A gente perdoa golpe para dar à instituição golpista uma
nova chance
— Tô perto da posição, vai cancelar o jogo?
— Abortar... Áustria volta para local de desembarque, ainda
estamos aqui.
— Gana prossegue para resgate com Japão.
— Brasil já foi para ponto resgate.
O diálogo
entre Gana, Áustria, Japão e Brasil, codinomes dos executores do plano de
sequestro e assassinato da "professora", codinome de Alexandre
de Moraes, ilustra momento mais dramático da operação bolsonarista do
golpe. "Por onde anda a professora?", perguntava Mauro Cid pouco
antes. "Informação de que foi para escola em SP". Talvez se
referissem à faculdade
onde o ministro leciona.
"Brasil já foi para ponto resgate" nos deu uma
metáfora notável. Desses achados que sintetizam uma época. Está em curso, de
novo, o "resgate" da instituição militar contra sua sujeição a
controle constitucional. A tradição de leniência perante nossa maior
instituição de delinquência política volta a mostrar sua força.
Para esse resgate, é crucial distinguir a
instituição dos indivíduos que a compõem, estratégia analítica refinada, mas
com limites. Afirma-se que
a instituição não tem responsabilidade sobre os crimes cometidos por
alguns de seus membros, que merecem ser responsabilizados. Preserva-se a honra
da instituição na expectativa de que só se consiga ver crimes individuais e não
a corrupção institucional.
Outra vez buscamos saber se há militares legalistas que
resistem a golpistas. Se algum dia houve legalistas sinceros ou apenas
legalistas hipócritas. Se, na brecha para atacar a democracia, os
"legalistas" decidiram não embarcar porque se subordinam à lei ou
apenas ao medo da derrota, do risco de serem presos ou de perderem alguma
sinecura. Se, no final das contas, a cúpula da instituição se resume a
golpistas ativos e golpistas passivos.
A crueza das informações
documentadas pela Polícia Federal traz provas para atribuição de
responsabilidades individuais aos militares que cometeram crime. Não puni-los
seria convite para a reincidência.
João Castro Rocha lembrou: "Houve duas tentativas de
golpe contra Juscelino. Na primeira, JK anistiou o líder do golpe. O que fez o
líder anistiado? Tentou segundo golpe contra JK junto com o capitão Burnier.
Jânio anistiou Burnier. Ele foi um dos artífices do golpe de 1964. E foi dos
mais abjetos torturadores da ditadura. Foi quem principiou a torturar o
ex-deputado Rubens Paiva e ajudou a transformar a Aeronáutica num dos centros
de tortura da ditadura."
E concluiu: "É isso que acontece quando se anistia um
golpista. Ele volta mais forte."
A receita vale para a delinquência individual, mas sobretudo
para a institucional. As estruturas de fundo e a mentalidade vigente nas Forças
Armadas facilitam insubordinação à democracia constitucional.
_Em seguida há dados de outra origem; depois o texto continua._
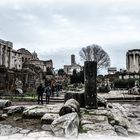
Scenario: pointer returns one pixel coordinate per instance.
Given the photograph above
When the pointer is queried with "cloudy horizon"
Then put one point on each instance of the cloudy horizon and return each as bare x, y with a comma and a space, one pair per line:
55, 29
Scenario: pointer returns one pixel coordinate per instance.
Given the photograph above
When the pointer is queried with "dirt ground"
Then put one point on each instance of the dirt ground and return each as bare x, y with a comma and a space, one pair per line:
18, 121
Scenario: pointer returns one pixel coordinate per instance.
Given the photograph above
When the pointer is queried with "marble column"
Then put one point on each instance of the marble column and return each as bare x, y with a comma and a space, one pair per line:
90, 84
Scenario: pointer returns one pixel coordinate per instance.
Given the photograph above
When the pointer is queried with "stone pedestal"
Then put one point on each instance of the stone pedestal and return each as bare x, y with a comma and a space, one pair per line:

Permanecem blindadas por esse consórcio entre duas tradições
da covardia: a covardia militar, que opta pela ditadura quando a democracia não
atende seus delírios de grandeza; a covardia civil, que prefere "não
mexer" com militares.
Vai sair caro absolver as dezenas de milicos que praticaram
crime. Vai sair muito mais caro anistiar a instituição militar. Preservar sua
isenção ao controle civil e a qualquer demonstração de competência e
integridade: a Grande Anistia será essa.